High court halts sex offender law

The Nevada Supreme Court has temporarily blocked a tough sex offender registration and public notification law enacted by state lawmakers in 2007 that opponents say will subject even low-level offenders from decades ago to undue ridicule.

In an order issued Jan. 30, three justices granted a stay of the law that was to take effect Feb. 1.

Justices James Hardesty, Michael Douglas and Michael Cherry said the opponents’ petition raises “issues of arguable merit” and said a temporary injunction was warranted. The court ordered further legal briefs on the issue.

Nevada legislators enacted AB579 to comply with the 2006 federal Adam Walsh Child Protection and Safety Act. It was named after 6-year-old boy who was kidnapped from a Florida shopping mall in 1981 and later found dead.

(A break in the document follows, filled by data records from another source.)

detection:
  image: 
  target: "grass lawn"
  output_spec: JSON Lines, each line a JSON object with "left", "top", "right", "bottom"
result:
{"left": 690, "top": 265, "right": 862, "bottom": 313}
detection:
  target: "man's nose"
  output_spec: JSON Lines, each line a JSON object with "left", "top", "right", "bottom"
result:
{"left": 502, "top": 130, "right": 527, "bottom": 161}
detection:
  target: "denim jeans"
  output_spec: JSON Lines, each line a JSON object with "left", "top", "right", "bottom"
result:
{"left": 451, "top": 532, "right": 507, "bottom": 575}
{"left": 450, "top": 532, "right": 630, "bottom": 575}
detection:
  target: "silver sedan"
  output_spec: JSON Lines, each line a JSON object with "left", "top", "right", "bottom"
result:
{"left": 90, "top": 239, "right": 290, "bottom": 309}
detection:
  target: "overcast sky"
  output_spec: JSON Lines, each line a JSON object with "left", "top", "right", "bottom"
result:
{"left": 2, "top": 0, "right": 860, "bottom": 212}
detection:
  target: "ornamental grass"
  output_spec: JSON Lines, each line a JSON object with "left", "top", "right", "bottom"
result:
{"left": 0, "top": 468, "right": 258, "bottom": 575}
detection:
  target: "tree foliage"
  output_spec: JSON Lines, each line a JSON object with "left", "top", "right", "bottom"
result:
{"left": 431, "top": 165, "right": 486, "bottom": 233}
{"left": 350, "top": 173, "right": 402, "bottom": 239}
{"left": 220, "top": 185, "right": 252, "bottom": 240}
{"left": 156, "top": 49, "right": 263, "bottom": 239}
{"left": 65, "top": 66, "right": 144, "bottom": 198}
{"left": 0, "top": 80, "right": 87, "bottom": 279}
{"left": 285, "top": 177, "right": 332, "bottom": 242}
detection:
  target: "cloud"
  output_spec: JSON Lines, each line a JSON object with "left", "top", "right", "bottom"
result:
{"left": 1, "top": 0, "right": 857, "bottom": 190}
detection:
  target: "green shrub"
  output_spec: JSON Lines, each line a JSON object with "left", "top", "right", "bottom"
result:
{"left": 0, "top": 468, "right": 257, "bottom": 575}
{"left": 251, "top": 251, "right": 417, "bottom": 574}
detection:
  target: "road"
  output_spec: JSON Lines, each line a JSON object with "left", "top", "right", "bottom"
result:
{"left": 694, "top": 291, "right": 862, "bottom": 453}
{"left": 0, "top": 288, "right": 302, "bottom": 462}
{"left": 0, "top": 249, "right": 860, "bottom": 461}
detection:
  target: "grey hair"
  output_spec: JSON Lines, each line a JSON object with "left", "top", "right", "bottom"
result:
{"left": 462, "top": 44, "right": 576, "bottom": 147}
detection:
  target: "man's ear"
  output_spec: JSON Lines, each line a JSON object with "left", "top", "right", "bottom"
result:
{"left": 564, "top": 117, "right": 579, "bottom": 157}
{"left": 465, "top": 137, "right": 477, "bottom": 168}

The Nevada law applies sexual offender and public notification requirements retroactively to convictions dating to 1956, even if the person has been assessed as a low risk for re-offending.

The 9th U.S. Circuit Court of Appeals upheld the constitutionality of Nevada’s law in 2012 and lifted an injunction that had been in place for three years.

But a Las Vegas law firm in January filed a petition on behalf of 24 unnamed plaintiffs in state court aiming to stop the law from taking effect. A Clark County judge denied the request in late January, prompting the emergency appeal to the state Supreme Court.

“There are a whole bunch of policy reasons why this law is a terrible idea,” Maggie McLetchie, one attorney handling the case, said Tuesday.

The petition argues the law will replace Nevada’s risk-based assessment on who needs to register with a system totally tied to conviction.

Prior risk assessments will be “tossed out the window,” and anyone who committed a crime with a sexual element since 1956 would be subject to the law, the petition said.

“For people who have already paid their debt to society, even people whose crimes are in the distant past, this means that they will not only have to register regularly, they will have to do so every time they change jobs or, for a homeless person, every time they stay at a different shelter,” the petition said. “Almost all sex offenders — and by default, their families — face being subjected to community notification and danger.”

The state monitors about 3,000 registered sex offenders, and it’s not immediately known how many will be added to the list if the registration requirements are expanded.

Because of the court’s order, the Nevada Board of Parole Commissioners withdrew a funding request to hire one new position to help implement the law.